Eskom confirmed that there were currently eight power stations with less than 20 days of coal stockpiles, or nine if you add Komati power station which is usually excluded from the 20-day prescribed minimum stock days because its coal stockyard has a max capacity of 10 days.
Ted Blom, partner at the Energy Expert Coalition, said the public had probably forgotten that the Coal Taskforce, of which he was a part in 2007, identified that Eskom would face a coal cliff by 2015.
Blom said at the time, Eskom announced an immediate commitment to establish at minimum 40 new coal mines but not a single new Eskom-tied coal mine has been opened yet, more than 10 years after the announcement.

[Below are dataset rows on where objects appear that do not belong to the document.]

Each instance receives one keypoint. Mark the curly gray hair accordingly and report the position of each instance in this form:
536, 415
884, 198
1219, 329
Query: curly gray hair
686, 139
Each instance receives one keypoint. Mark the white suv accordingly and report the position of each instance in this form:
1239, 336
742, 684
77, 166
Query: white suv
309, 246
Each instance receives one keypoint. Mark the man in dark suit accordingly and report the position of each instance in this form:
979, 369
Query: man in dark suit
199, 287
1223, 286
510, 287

“The new Eskom board was appointed in January 2018 and one would have hoped that by now they would have identified how coal procurement has been captured,” Blom said in a statement.
He said that Eskom’s declared emergency plan to truck in Waterberg coal defied all industry logic and exposes how far removed the board was from reality.
“This is the sort of mess you can expect when inexperienced persons are appointed to the board of what is probably the most strategically complex company to manage in South Africa. Without experience in Eskom’s past successful strategies prior to 2001, this consultancy has zero chance of coming up with a viable future business plan,” Blom said.
Eskom spokesperson Khulu Phasiwe said that the energy regulator had been informed about the current coal challenges, and that new coal contracts will be signed soon in an effort to rebuild the coal stockpiles at the affected stations.
“The decline in coal stockpiles was exacerbated by the failure of Tegeta to meet its contractual obligations, forcing Eskom to transfer coal away from power stations with healthy stock levels to the three that Tegeta is contracted to supply. Tegeta is currently under business rescue,” Phasiwe said.
“Although Eskom generally has adequate capacity to meet demand for most hours of the day, the power system becomes severely constrained during peak hours, prompting Eskom to use diesel in order to ensure security of power supply.”